最後の後楽園、棚橋弘至はBOSJ覇者・藤田晃生と激突した
2025年12月22日、プロレスの聖地・後楽園ホール。1999年のデビューから四半世紀、この会場と共に歩んできた“100年に一人の逸材”棚橋弘至が、ついに「最後の聖地」のリングに立った。
棚橋弘至、高橋ヒロムとの初シングル制す「あと3試合となりました」
引退へのカウントダウンが刻まれるなか、棚橋弘至ファイナルロード「継(つなぐ)」と銘打たれた一戦。対峙したのは、今年の『BEST OF THE SUPER Jr. 32』を制し、新時代の旗手となった藤田晃生。
試合は、ゴングと同時に藤田が奇襲のドロップキックを叩き込み、場外の棚橋に間髪入れずトペ・コンヒーローを敢行。場内がどよめく。藤田は容赦のない逆水平チョップで棚橋の胸板を赤く染め上げ、ジャーマン・スープレックスで一気に追い込んでいく。

しかし、聖地のファンが送る「タナハシ」コールが、エースを突き動かす。棚橋はツイスト・アンド・シャウトで流れを引き戻すと、勝負のハイフライフローを放つ。だが、これは藤田が執念の回避。逆に藤田のジャーマン・スープレックス・ホールドが完璧に決まり、カウント3寸前まで追い込まれる。
だが棚橋はスリングブレイドからダルマ式ジャーマンへと繋ぎ、藤田の粘りを断ち切るようにハイフライアタック、そして最後はハイフライフローを投下しカウント3。棚橋は、自身のプロレス人生が始まったこの地でのラストマッチを、自らの代名詞である翼で勝ち取った。

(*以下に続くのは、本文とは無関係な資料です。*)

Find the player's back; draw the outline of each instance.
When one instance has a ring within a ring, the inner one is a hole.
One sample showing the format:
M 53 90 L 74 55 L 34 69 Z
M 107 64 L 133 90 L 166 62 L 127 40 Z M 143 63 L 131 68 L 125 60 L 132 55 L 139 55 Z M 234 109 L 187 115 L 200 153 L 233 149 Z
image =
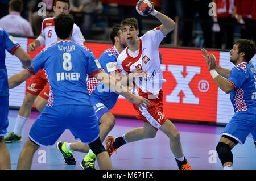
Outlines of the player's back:
M 98 72 L 94 59 L 92 53 L 71 41 L 60 41 L 35 57 L 35 71 L 44 68 L 47 73 L 53 106 L 91 105 L 86 77 Z
M 5 66 L 5 50 L 13 54 L 19 44 L 3 29 L 0 28 L 0 96 L 9 95 L 8 77 Z
M 229 79 L 240 86 L 230 95 L 235 111 L 255 111 L 256 69 L 253 64 L 243 62 L 234 67 Z

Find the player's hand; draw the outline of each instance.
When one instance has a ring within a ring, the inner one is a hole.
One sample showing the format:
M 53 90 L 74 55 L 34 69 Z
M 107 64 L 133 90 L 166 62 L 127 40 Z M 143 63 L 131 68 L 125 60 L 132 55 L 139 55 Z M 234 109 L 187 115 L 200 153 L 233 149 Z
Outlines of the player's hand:
M 32 42 L 28 44 L 27 49 L 30 52 L 33 52 L 36 49 L 36 45 L 35 42 Z
M 133 71 L 133 75 L 135 79 L 139 79 L 145 76 L 145 73 L 141 68 L 138 68 Z
M 213 54 L 211 54 L 210 55 L 209 62 L 208 65 L 208 69 L 209 71 L 210 71 L 213 69 L 215 69 L 216 68 L 216 58 Z
M 201 51 L 204 53 L 204 56 L 202 55 L 201 56 L 205 59 L 207 65 L 209 65 L 210 62 L 210 56 L 209 55 L 208 52 L 204 48 L 201 49 Z
M 139 0 L 136 4 L 136 11 L 142 16 L 147 16 L 154 11 L 154 6 L 150 0 Z
M 141 96 L 137 96 L 134 94 L 133 94 L 133 96 L 130 100 L 128 100 L 128 101 L 131 103 L 136 104 L 139 107 L 139 108 L 142 110 L 143 109 L 143 107 L 147 108 L 147 106 L 150 106 L 150 101 L 149 100 L 142 97 Z
M 162 64 L 163 63 L 163 54 L 162 54 L 162 52 L 159 51 L 159 59 L 160 59 L 160 64 Z

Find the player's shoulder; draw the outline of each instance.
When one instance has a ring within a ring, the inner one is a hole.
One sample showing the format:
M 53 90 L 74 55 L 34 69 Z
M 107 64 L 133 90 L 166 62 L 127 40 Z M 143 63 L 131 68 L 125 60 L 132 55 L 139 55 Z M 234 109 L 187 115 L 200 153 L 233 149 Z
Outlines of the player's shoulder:
M 44 18 L 42 24 L 44 29 L 48 26 L 54 26 L 54 17 Z
M 243 70 L 245 72 L 246 72 L 247 64 L 248 64 L 246 62 L 242 62 L 237 65 L 234 68 L 237 69 L 238 71 Z
M 128 57 L 128 54 L 127 54 L 127 49 L 128 48 L 128 47 L 127 47 L 122 52 L 120 53 L 120 54 L 118 56 L 118 57 L 117 58 L 118 60 L 123 60 L 125 59 L 127 57 Z

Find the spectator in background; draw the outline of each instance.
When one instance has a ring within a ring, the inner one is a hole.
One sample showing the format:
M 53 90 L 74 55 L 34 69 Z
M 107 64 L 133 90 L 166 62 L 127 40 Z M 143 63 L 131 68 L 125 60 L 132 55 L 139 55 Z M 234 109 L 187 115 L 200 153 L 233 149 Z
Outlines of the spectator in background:
M 41 24 L 43 20 L 46 18 L 54 16 L 53 6 L 55 1 L 56 0 L 30 0 L 28 2 L 28 21 L 32 25 L 35 36 L 38 36 L 41 33 Z M 45 5 L 45 15 L 41 15 L 38 14 L 38 10 L 44 7 L 39 5 L 40 2 Z
M 215 48 L 221 48 L 225 43 L 225 49 L 232 49 L 234 41 L 234 27 L 236 23 L 235 0 L 212 0 L 217 5 L 217 16 L 212 16 L 212 30 L 215 35 Z
M 33 31 L 30 23 L 20 16 L 23 9 L 22 0 L 11 0 L 9 3 L 9 14 L 0 19 L 0 27 L 9 33 L 32 36 Z
M 198 12 L 203 30 L 204 39 L 204 46 L 212 47 L 212 27 L 209 23 L 210 17 L 209 15 L 208 7 L 210 0 L 184 0 L 184 15 L 185 20 L 183 27 L 183 45 L 193 46 L 192 30 L 193 22 L 189 20 L 193 19 L 196 11 Z
M 256 1 L 236 0 L 237 21 L 243 20 L 245 26 L 241 30 L 241 39 L 253 40 L 256 42 Z
M 82 15 L 79 13 L 101 14 L 103 6 L 100 0 L 70 0 L 71 10 L 75 14 L 76 21 L 80 27 L 85 39 L 92 39 L 92 25 L 97 22 L 97 17 L 94 15 Z M 78 12 L 78 13 L 77 13 Z
M 10 0 L 0 0 L 0 18 L 8 14 Z

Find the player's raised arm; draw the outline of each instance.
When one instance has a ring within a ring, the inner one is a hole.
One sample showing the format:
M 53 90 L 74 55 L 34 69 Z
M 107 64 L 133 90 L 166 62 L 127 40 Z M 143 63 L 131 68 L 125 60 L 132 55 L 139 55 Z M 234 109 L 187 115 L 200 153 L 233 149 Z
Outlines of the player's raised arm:
M 30 52 L 33 52 L 37 47 L 44 45 L 46 44 L 45 37 L 40 34 L 32 43 L 28 44 L 27 48 Z
M 115 93 L 123 96 L 128 101 L 139 106 L 141 108 L 142 108 L 143 107 L 147 108 L 147 106 L 150 106 L 150 101 L 143 97 L 127 92 L 125 87 L 115 80 L 114 77 L 108 74 L 105 71 L 100 71 L 93 77 L 104 83 L 105 86 L 108 87 Z
M 28 54 L 25 52 L 24 50 L 19 47 L 14 52 L 14 54 L 20 60 L 21 63 L 24 68 L 30 68 L 31 66 L 31 58 Z
M 30 71 L 27 69 L 25 69 L 18 74 L 14 74 L 8 79 L 8 84 L 9 89 L 14 88 L 20 83 L 28 79 L 33 75 L 34 67 L 31 66 L 31 69 L 33 70 Z
M 154 9 L 153 3 L 150 0 L 139 0 L 136 5 L 136 10 L 142 16 L 147 16 L 150 14 L 158 19 L 162 23 L 160 29 L 164 36 L 175 27 L 175 22 L 172 19 Z

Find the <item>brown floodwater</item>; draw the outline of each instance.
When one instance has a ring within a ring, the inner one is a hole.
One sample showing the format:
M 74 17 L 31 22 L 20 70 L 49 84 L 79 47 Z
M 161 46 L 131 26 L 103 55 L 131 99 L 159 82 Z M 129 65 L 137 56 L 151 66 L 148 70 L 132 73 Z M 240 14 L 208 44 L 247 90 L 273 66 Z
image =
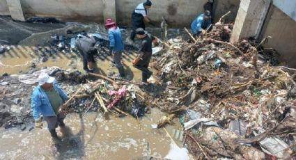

試合後、棚橋はWORLD TAG LEAGUEでパートナーだったエル・ファンタズモをリングに呼び寄せた。引退試合に向けた“ウエーブ”の練習で会場を一体化させると、「これで皆さんの気持ちも準備が整ったと思います。あとは東京ドーム、盛大に盛り上がりましょう!」と力強く宣言。エアギターを披露し、場内の熱気は最高潮に達した。
客席に揺れる無数の「棚橋応援ボード」を目の当たりにした逸材の瞳には、熱いものがこみ上げる。しかし、最後はエースらしい晴れやかな笑顔でこう叫んだ。

「まだまだ現役で行こうぜ! 後楽園ホールのみなさん、愛してまーーす!」
聖地との別れを告げた棚橋。残す試合はあと1つ。2026年1月4日、東京ドーム。日本プロレス界の象徴が、ついにその長い旅路の終着点へと向かう。